Tabbouleh is definitely our favourite summer salad. It’s simple, healthy, light but still satisfying, and bursting with fresh summer produce and zesty herbs. Some of our favourite things about tabbouleh are how quick it is to throw together and how well it keeps in the fridge. If you have time to cook some bulgur and chop your herbs and veggies, you’re well on your way to having a fresh, tasty summer salad that’s perfect for unexpected guests, easy dinners, and a crowd pleasing BBQ side.

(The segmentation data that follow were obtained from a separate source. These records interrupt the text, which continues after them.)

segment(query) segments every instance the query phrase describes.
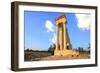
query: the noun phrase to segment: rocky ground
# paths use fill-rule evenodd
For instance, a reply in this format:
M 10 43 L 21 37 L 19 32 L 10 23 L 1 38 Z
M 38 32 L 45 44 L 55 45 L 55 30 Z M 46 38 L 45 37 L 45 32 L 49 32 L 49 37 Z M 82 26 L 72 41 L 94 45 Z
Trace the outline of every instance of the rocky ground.
M 70 60 L 88 58 L 90 58 L 89 53 L 80 53 L 78 56 L 54 56 L 47 52 L 31 52 L 25 54 L 25 61 Z

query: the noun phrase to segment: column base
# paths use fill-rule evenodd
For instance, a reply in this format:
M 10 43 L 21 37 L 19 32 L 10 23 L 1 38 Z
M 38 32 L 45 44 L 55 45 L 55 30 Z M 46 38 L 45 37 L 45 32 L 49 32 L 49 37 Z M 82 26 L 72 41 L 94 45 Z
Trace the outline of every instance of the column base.
M 69 50 L 55 50 L 54 51 L 54 56 L 78 56 L 79 52 L 74 51 L 72 49 Z

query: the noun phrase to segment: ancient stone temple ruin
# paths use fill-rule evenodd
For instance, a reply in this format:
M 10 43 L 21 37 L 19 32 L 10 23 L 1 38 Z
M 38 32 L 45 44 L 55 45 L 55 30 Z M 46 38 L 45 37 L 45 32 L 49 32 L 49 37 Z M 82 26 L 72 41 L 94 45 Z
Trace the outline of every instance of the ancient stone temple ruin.
M 78 55 L 78 52 L 72 50 L 66 25 L 67 18 L 65 15 L 56 18 L 56 48 L 54 50 L 56 56 Z

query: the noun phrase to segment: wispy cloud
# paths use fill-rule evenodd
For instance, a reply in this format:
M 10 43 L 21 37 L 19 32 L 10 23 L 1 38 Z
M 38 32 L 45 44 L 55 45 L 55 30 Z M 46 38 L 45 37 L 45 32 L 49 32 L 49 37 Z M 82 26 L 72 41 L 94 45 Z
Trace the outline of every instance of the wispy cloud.
M 90 30 L 91 17 L 90 14 L 76 14 L 78 20 L 78 28 L 82 30 Z
M 47 20 L 45 22 L 45 27 L 47 29 L 46 31 L 51 33 L 51 35 L 52 35 L 52 37 L 50 37 L 50 39 L 49 39 L 50 43 L 54 44 L 55 43 L 55 39 L 56 39 L 54 24 L 50 20 Z
M 50 38 L 50 42 L 51 42 L 52 44 L 55 44 L 55 41 L 56 41 L 56 34 L 53 33 L 53 36 Z
M 50 20 L 47 20 L 45 22 L 45 27 L 47 29 L 47 32 L 54 32 L 54 25 Z

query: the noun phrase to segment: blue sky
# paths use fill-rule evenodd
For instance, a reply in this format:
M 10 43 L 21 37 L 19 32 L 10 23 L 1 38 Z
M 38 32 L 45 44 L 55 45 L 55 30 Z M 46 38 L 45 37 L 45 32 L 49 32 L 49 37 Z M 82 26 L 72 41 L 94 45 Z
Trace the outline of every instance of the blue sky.
M 24 11 L 25 48 L 48 50 L 50 44 L 55 42 L 55 18 L 62 14 L 60 12 Z M 90 43 L 88 20 L 90 18 L 87 16 L 89 14 L 64 14 L 68 21 L 66 28 L 72 47 L 88 47 L 88 43 Z

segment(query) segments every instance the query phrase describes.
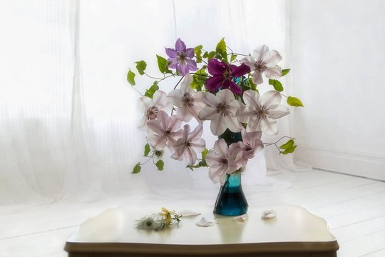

Read on to learn how to make it!
Tabbouleh
Makes 6 servings
Ingredients
- 2 cups bulgur, presoaked
- 3 cups parsley, finely chopped
- 1/4 mint, fresh & chopped
- 3 scallions, finely minced
- 1/4 tsp black pepper
- 1/4 tsp ground cumin
- 1/2 tsp sea salt
- 2 tomatoes, medium sized, cut into 1/2 inch cubes
- 3 tbsp lemon juice
- 2 cucumbers, medium sized, sliced
- 1 head romaine lettuce (optional)
Directions
- In a large bowl, gently mix together all the ingredients, except lemon juice and oil, with a wooden spoon.
- Add the lemon juice, toss and chill for 1 hour to blend the flavours.
- Serve alone or over shredded romaine lettuce.
Recipe Notes
*To pre-soak Bulgur: Place 1 cup Bulgur in bowl. Pour 1 cup boiling water over Bulgur and let stand for 1 hour. Yields 2 cups presoaked Bulgur.